Getting into the gamer's mind Part II - The Magic Circle

Last night I spent an hour playing with my husband while the fireflies danced outside the window. We were playing Marvel Dice Masters, and I lost because I misread his defense, and I didn't have enough strong characters in my bag.

I've been called a gamer*, because I play games as an adult. I often play with groups of other gamers at events (such as “game day at the library”) or at conventions (Ubercon, GenCon, etc.). By going to these events I get to try new games, play old ones and generally just have a good time.

I find it interesting that no matter how often I go to these events, that I meet new people, spend hours and hours of time, and I don’t make friends. Well, actually I have made friends at these things but it’s rare; it only comes from extraordinary effort. Thinking back to my days in college, when I played games with a group for years and years, I hardly got to know anything about them. When I finally moved and stopped going, I never contacted any of them again.

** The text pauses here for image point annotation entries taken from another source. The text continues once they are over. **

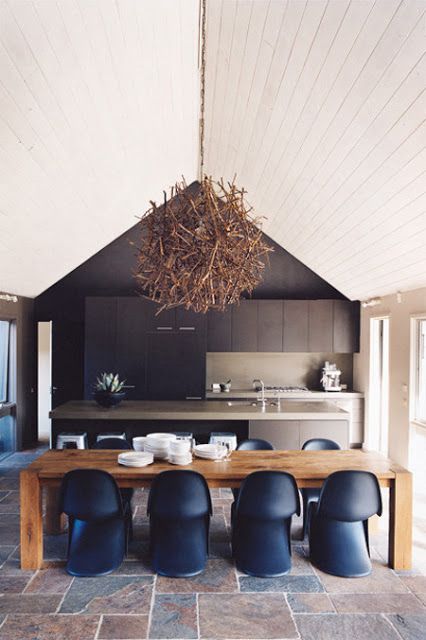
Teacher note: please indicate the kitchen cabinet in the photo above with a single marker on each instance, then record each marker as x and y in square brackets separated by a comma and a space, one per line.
[244, 326]
[291, 434]
[345, 326]
[270, 325]
[162, 356]
[219, 328]
[133, 316]
[295, 326]
[175, 366]
[100, 352]
[320, 332]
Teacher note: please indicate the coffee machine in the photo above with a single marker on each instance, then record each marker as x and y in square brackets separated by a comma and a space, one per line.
[331, 377]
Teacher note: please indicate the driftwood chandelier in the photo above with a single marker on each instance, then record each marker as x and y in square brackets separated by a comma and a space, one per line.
[200, 250]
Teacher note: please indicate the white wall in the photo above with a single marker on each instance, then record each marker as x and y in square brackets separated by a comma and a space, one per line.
[275, 368]
[44, 379]
[413, 302]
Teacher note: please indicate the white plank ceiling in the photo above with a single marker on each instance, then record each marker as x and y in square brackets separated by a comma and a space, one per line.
[319, 108]
[99, 108]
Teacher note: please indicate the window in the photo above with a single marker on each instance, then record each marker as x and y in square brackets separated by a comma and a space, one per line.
[4, 359]
[419, 404]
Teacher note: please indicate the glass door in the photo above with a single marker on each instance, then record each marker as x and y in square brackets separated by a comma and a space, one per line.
[7, 387]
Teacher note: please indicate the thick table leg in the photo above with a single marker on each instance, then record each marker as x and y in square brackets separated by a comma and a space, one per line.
[54, 521]
[31, 521]
[401, 521]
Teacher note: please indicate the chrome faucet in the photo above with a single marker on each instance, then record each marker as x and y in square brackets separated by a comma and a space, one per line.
[262, 387]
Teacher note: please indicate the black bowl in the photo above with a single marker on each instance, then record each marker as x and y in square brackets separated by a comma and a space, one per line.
[108, 399]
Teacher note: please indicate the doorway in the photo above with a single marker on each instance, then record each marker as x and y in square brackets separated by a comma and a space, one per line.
[379, 385]
[44, 370]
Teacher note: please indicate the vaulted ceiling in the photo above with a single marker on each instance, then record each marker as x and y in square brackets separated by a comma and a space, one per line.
[318, 107]
[99, 108]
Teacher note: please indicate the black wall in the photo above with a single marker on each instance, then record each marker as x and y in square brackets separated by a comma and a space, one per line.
[109, 272]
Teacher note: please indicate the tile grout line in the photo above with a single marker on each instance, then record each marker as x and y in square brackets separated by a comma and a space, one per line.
[392, 626]
[197, 610]
[152, 603]
[98, 629]
[31, 580]
[64, 595]
[291, 614]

I see here a dichotomy. On the one side I've seen groups of gamers who are the most welcoming and inclusive people I've ever met. At the gaming groups there are no judgments; it doesn't matter what I look like, no matter how I speak or how I act, pretty much everyone and anyone is welcome at the gaming table. On the other side; there’s not a lot of actual communication going on outside of the games, and it can be nearly impossible to make a connection with another person. I think this dichotomy relates to an idea that a friend told me about, the 'Magic Circle'.

When we play a game, we create a Magic Circle around the game. Actions are taken in the Circle, and there are no consequences outside of the Circle, as long as we follow the game rules. It’s called the Magic Circle because no matter how hard I ‘hit’ you and how many times you ‘kill’ me in the game, when we stop playing all of that hitting and killing is magically gone.

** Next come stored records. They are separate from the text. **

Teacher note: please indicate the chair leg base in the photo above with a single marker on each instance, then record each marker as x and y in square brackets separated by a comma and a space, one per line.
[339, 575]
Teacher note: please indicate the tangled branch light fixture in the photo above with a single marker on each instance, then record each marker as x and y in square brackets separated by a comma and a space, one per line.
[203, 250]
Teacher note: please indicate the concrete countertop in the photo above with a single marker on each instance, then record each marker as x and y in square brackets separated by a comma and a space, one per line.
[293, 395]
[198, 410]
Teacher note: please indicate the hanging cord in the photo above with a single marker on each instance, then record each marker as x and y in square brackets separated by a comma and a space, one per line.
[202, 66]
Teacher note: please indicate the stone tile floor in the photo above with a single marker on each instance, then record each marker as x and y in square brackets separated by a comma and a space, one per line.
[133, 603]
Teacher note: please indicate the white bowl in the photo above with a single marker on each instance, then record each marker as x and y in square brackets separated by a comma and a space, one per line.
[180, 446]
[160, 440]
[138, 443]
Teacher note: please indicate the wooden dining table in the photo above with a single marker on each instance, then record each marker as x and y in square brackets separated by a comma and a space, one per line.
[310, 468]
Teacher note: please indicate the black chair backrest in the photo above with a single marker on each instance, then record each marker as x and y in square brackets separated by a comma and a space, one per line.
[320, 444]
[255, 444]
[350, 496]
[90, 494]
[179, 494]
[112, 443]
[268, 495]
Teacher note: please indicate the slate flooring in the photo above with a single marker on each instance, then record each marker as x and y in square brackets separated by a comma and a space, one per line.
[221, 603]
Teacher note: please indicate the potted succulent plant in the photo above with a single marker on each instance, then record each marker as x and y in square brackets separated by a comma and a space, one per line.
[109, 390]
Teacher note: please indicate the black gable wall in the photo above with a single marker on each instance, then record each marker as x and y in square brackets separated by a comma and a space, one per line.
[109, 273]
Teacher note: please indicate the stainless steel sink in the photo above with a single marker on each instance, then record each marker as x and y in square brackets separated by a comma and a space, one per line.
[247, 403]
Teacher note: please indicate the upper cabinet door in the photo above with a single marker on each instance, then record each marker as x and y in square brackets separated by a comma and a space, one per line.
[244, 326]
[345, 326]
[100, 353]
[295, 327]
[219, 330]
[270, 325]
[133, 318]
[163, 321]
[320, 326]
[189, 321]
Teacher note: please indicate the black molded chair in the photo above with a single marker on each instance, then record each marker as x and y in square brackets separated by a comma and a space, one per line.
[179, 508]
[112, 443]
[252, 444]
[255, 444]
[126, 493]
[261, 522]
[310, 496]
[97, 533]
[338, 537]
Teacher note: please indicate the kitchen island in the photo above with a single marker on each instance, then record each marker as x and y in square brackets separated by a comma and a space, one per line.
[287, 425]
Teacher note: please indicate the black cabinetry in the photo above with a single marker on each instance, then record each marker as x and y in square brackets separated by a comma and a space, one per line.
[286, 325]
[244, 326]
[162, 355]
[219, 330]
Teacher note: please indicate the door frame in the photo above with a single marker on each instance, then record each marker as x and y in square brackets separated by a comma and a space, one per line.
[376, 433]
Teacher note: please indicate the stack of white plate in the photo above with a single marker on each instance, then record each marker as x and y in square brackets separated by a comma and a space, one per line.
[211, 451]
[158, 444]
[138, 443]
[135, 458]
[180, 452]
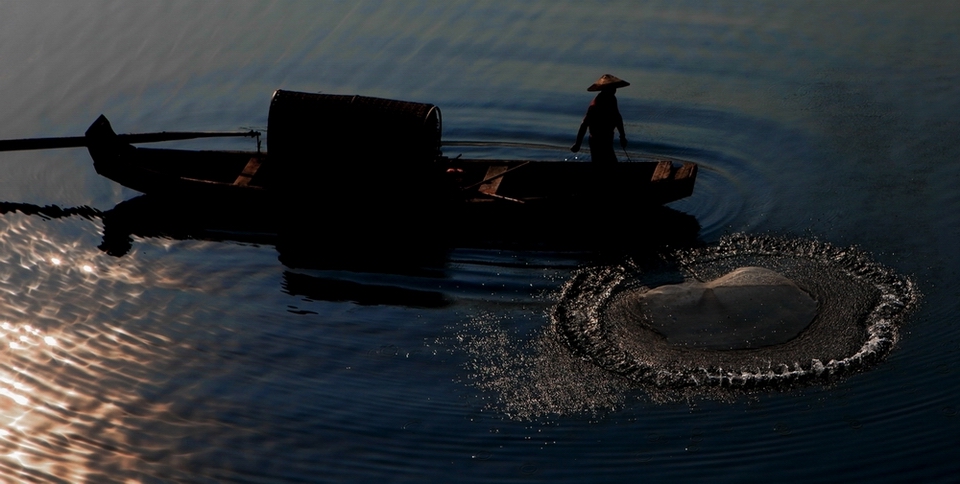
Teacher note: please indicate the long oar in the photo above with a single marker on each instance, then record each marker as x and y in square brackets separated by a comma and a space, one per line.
[83, 141]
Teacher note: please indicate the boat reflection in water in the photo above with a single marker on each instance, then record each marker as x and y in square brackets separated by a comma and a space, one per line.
[382, 246]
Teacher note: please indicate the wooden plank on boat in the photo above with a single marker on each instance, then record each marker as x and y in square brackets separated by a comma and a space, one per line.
[662, 172]
[686, 171]
[248, 172]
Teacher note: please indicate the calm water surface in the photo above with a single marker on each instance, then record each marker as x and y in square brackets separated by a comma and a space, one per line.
[206, 361]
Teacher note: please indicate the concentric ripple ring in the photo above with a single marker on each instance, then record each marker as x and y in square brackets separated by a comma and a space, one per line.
[860, 308]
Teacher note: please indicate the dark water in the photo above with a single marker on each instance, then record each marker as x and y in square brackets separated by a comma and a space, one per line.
[206, 361]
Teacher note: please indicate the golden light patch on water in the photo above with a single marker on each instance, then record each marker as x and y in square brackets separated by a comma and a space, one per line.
[75, 358]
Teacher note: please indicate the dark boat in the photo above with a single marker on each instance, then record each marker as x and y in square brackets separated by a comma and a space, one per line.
[356, 152]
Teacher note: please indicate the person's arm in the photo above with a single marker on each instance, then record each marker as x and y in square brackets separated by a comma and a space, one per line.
[623, 135]
[583, 131]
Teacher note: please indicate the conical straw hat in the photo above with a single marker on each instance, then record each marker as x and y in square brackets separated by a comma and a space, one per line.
[608, 81]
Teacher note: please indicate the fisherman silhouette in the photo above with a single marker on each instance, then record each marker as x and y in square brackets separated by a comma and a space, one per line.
[601, 119]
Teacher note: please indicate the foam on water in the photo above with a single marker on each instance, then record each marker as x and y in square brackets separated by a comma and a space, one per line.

Also, when in the Magic Circle we are not ourselves. You and I cease to be the people we are, and instead become 'player 1' and 'player 2'. I can be mean, or I can be silly, or nice; I can pretend to be a queen or a vampire. Everything stays within the game.

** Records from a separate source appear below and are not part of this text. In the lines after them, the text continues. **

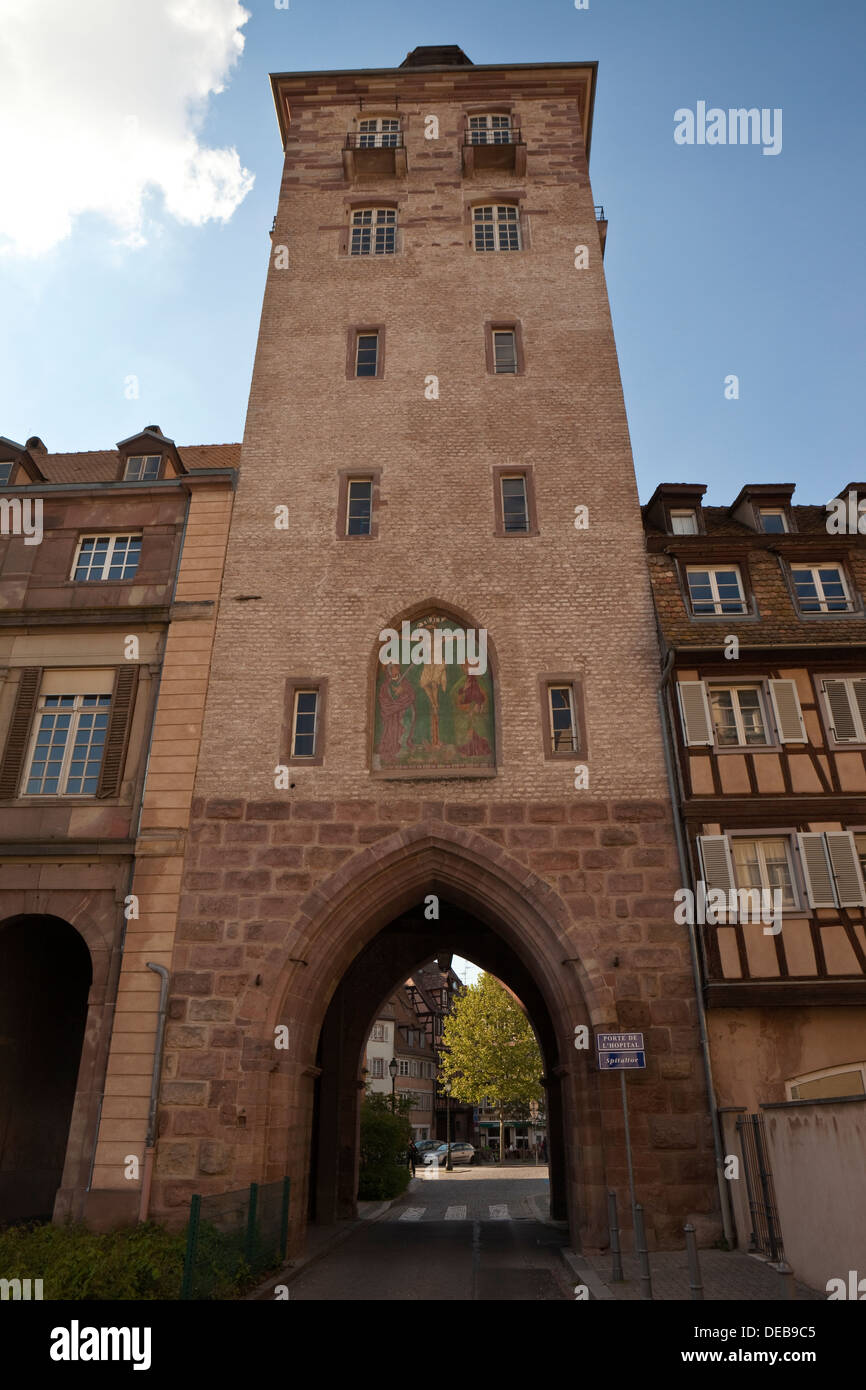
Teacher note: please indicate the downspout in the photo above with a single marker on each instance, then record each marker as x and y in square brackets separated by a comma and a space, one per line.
[154, 1089]
[724, 1196]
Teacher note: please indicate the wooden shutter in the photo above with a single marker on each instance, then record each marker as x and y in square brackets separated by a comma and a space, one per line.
[20, 730]
[117, 734]
[716, 859]
[788, 716]
[695, 712]
[816, 870]
[841, 713]
[845, 869]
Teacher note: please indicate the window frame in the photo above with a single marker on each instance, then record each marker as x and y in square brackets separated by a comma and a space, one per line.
[295, 685]
[711, 570]
[574, 684]
[357, 331]
[822, 612]
[113, 538]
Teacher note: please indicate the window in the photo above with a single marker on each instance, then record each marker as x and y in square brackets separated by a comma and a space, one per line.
[374, 231]
[820, 588]
[738, 717]
[489, 129]
[515, 509]
[772, 520]
[359, 506]
[303, 723]
[505, 350]
[563, 734]
[684, 523]
[367, 355]
[496, 228]
[107, 558]
[143, 467]
[376, 132]
[68, 742]
[765, 863]
[845, 702]
[715, 591]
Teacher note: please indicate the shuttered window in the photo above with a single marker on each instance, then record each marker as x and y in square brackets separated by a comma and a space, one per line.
[845, 701]
[831, 869]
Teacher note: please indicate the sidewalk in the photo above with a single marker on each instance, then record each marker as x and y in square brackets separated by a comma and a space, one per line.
[726, 1275]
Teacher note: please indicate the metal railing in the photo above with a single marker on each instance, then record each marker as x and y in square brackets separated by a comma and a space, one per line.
[232, 1237]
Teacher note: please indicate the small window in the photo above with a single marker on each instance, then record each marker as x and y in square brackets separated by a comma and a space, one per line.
[303, 723]
[68, 742]
[773, 520]
[496, 228]
[143, 467]
[820, 588]
[107, 558]
[505, 350]
[367, 355]
[715, 591]
[376, 132]
[765, 863]
[684, 523]
[374, 231]
[515, 508]
[489, 129]
[563, 731]
[738, 716]
[359, 506]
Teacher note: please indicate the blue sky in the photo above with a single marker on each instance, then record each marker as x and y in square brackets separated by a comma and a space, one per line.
[720, 260]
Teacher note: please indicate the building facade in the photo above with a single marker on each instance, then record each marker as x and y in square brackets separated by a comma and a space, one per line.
[110, 567]
[435, 438]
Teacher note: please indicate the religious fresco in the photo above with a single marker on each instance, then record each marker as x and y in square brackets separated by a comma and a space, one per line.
[434, 715]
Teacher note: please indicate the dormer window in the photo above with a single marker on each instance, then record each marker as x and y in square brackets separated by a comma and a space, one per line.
[684, 521]
[772, 520]
[143, 467]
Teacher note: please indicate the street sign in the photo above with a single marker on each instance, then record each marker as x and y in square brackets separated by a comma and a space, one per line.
[622, 1061]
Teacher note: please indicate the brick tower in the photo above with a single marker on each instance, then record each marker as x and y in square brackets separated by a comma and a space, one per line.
[437, 438]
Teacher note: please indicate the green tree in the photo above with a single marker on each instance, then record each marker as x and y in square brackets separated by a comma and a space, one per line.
[491, 1051]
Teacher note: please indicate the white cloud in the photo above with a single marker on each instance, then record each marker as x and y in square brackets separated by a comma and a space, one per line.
[102, 102]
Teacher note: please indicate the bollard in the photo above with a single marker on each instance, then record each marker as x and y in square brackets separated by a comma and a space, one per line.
[640, 1244]
[695, 1287]
[616, 1275]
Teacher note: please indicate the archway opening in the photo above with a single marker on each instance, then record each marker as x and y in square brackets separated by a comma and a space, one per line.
[45, 982]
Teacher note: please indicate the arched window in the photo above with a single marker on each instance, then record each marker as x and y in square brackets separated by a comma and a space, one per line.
[496, 227]
[373, 231]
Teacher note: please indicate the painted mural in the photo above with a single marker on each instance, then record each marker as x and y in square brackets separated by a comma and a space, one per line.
[433, 715]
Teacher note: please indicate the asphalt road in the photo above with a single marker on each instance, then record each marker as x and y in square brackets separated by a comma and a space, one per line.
[463, 1236]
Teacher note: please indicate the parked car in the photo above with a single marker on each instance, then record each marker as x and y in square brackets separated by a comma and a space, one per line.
[459, 1154]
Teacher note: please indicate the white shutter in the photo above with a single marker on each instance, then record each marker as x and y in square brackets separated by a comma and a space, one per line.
[695, 712]
[788, 716]
[816, 870]
[716, 861]
[845, 869]
[841, 713]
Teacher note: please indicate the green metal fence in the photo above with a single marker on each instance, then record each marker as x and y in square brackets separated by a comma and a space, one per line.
[232, 1237]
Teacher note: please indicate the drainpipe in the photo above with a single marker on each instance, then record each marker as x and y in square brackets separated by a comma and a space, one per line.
[724, 1196]
[154, 1087]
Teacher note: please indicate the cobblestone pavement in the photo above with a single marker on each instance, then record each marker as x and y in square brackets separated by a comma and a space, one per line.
[726, 1275]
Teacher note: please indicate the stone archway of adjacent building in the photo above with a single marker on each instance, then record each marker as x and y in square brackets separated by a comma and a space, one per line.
[46, 977]
[357, 937]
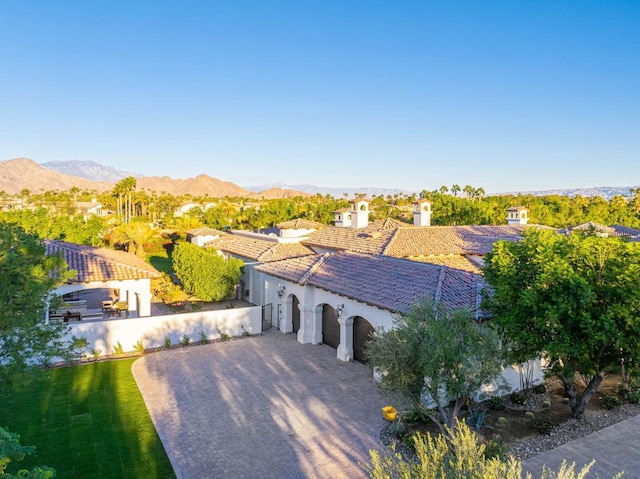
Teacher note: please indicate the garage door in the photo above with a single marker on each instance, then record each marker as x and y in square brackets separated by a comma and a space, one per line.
[330, 327]
[362, 330]
[295, 314]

Although I spend tons of time with these people, I'm not doing it as myself, and neither are the other players. Putting myself into the other gamer's shoes; if I'm sitting at the game table and a new person arrives (who I might make friends with) firstly, I have to remove all expectations of who they are based on how they look. This is because I want to get to know their ‘in game’ person, which could be completely different from the exterior person I see before me. I believe that's why we gamers can be so open; it's a necessary part of the gaming environment.

However, this also means that I'm not making efforts to get to know people outside of the game, outside of the Magic Circle.


I also know that the Magic Circle isn't always solid, because I see that we sometimes let our true selves show. Rivalries and grudges can and do carry from one game to the next. I've seen people flirt within the game, and I've seen people break up over games. Especially harsh behavior can be punished, as I once saw the host of an event kick out a girl who was counting cards and teasing others about their moves. This type of rejection was rare but it did happen. 

As I said I have made friends at these gaming events. Usually, though, the friendships are formed in-between the gameplay, at the snack table or near the coat rack. 

Do you play games? Have you ever wanted to go to a gaming group or play games with a group online? I definitely recommend it.

Happy Gaming,


*See part I, here.

tldr: Gamers are open and welcoming, but the limits of the gaming environment mean very little social interaction happens there.